The magnificence of the world and the enormous capacity of human beings to recreate things reveal the existence of such power we hold in our hands. Yet, not being aware of or separating the exercise of this power from its ultimate source who is God has brought also the painful consequence of destruction in our midst, for apart from the divine nurturing and nourishing power, it can be abused through the detriment of people. Without accountability to God, power would become a brute force used to subjugate and manipulate people. Hence, by submitting to the authority of God, human power becomes a source of life for others and used for human flourishing. It is in a way purified by God’s power.

The prophet Isaiah (45:1, 4-6) in the first reading explains that Cyrus, the Emperor of Persians, the most powerful man in the known world was simply an instrument chosen by God to carry out his plan.

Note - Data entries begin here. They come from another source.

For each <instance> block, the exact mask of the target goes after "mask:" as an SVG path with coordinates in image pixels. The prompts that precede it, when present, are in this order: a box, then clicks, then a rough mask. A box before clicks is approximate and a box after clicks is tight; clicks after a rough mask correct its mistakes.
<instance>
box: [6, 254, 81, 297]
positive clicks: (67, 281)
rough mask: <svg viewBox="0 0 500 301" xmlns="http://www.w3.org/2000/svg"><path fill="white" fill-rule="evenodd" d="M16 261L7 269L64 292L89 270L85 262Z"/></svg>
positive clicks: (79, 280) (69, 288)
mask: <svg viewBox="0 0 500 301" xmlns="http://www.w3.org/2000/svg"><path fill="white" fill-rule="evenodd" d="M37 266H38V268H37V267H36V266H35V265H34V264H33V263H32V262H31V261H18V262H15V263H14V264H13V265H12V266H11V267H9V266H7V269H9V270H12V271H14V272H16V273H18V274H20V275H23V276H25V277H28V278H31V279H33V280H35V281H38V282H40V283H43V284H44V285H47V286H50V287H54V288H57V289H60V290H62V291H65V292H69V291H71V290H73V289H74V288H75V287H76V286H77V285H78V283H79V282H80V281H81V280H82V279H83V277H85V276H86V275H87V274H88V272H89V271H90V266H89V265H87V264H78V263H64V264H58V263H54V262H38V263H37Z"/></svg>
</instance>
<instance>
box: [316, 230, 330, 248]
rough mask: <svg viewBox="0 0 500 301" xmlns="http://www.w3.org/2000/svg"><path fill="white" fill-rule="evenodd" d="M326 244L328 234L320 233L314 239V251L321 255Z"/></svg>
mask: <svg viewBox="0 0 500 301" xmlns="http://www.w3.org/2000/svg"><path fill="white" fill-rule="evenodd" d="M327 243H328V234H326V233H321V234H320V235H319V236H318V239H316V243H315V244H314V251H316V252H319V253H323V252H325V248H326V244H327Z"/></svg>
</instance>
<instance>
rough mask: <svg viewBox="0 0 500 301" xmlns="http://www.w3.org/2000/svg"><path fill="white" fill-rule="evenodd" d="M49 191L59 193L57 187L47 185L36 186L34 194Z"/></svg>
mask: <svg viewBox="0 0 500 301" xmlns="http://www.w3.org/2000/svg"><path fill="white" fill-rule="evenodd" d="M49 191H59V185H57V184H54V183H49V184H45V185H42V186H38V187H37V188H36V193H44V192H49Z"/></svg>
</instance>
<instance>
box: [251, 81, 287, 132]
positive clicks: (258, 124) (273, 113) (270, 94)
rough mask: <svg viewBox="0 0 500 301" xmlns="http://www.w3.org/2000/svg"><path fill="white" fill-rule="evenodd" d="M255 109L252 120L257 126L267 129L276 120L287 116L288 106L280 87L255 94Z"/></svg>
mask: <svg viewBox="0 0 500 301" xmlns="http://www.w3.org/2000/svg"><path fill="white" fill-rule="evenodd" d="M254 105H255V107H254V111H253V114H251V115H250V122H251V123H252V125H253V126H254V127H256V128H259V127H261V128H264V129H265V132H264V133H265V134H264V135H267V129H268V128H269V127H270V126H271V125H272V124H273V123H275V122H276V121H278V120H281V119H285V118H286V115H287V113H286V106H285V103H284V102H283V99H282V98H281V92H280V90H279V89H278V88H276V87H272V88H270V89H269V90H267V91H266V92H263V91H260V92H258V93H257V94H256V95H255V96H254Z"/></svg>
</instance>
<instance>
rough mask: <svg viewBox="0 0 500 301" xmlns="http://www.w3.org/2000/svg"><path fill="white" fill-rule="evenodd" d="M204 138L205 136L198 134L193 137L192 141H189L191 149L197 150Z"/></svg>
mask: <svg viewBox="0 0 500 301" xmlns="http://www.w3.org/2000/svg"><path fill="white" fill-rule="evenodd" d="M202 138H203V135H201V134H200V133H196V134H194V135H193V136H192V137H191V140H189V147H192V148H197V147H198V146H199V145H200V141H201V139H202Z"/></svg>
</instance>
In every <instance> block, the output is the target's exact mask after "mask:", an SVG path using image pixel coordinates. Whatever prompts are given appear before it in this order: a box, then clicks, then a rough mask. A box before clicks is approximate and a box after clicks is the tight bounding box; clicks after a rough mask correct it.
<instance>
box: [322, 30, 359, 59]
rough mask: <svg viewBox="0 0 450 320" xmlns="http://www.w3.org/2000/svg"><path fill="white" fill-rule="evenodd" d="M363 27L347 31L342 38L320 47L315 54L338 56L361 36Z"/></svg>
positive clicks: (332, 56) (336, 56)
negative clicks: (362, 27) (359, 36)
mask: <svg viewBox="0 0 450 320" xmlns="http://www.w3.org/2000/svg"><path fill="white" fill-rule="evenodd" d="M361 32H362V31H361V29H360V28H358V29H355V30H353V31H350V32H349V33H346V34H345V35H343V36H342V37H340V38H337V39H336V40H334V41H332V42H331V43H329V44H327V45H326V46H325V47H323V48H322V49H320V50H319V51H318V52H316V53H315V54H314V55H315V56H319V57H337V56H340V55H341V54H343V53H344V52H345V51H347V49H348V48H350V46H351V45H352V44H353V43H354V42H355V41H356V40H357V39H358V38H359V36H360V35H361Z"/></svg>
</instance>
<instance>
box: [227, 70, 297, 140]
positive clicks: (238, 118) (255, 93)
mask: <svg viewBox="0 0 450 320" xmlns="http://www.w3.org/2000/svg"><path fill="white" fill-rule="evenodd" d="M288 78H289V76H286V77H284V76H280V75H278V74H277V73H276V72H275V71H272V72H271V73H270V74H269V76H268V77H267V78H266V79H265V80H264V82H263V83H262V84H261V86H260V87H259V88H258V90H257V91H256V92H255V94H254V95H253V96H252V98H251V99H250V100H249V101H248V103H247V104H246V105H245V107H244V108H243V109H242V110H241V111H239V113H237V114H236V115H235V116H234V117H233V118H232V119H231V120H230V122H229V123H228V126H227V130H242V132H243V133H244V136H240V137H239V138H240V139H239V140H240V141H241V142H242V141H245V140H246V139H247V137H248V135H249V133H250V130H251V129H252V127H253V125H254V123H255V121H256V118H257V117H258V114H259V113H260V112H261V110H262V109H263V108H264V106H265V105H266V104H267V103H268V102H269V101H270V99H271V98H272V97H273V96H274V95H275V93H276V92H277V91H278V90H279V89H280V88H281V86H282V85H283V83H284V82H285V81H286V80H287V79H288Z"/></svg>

This shows also that all other powers on earth are under the supreme dominion of God. “I have called you by your name, giving you a title, though you know me not…It is I who arm you…men may know that there is none besides me.” The word of God exhorts Cyrus that he is behind his power and that through him others may know God. He must know that the source of his authority is hidden and unknown and by recognising it he will exercise the power entrusted to him to do good, render justice and do the will of God. At this time when we find world leaders who do not regard God as the source of their authority, we are consoled in the realisation that God is still in control and he can use for his own ends even those who do not know him.

In the Gospel (Matthew 22:15-21) we find the Pharisees and the Herodians who try to trap Jesus. They are not concerned so much about the supreme rule of God, rather they are out to get Jesus putting him in a dilemma about their question, “Is it lawful to pay tax to the emperor or not?” They think Jesus will choose one, thus get in trouble either of his own people or of the Roman authorities. Jesus whose wisdom is of God use this as an opportunity to teach them about the kingdom of God who rules over the world and the kingdoms of men whose authority ultimately comes from God. To make his point he asks them to show him the coin used to pay taxes. The silver coin is stamped with image of Tiberius Caesar. When Jesus questions them whose image is on the coin, the Pharisees have no way but to tell him “Caesar’s”. He pronounces then a legitimate teaching, “Give to Caesar what is Caesar’s, but give to God what is God’s.”

There should be no conflict between political and religious obligations when they are legitimately met. Jesus, however, in saying “give to Caesar what is Caesar’s, but give to God what is God’s” subordinates the claims of Caesar to the claims of God. If the Roman coin bears the image of Caesar, then it belongs to him and should be given back to him. But the human person bears the image of the living God (Gen 1;27), hence, every human being including Caesar, the Emperor Cyrus in the first reading and every ruler of nations are all subject to God and should submit themselves to him. Saint Paul in the second reading (1 Thessalonians 1:1-5) reiterates that the church “belong to God the Father and the Lord Jesus Christ.” And the preaching of the Gospel comes from the power of the Holy Spirit. To be able to bring life to the world, to help in the building up of the just, loving society, we all need to submit to the authority and power of God which is love and mercy itself. Then the power of greed and selfishness is overcome by the power of the grace of God.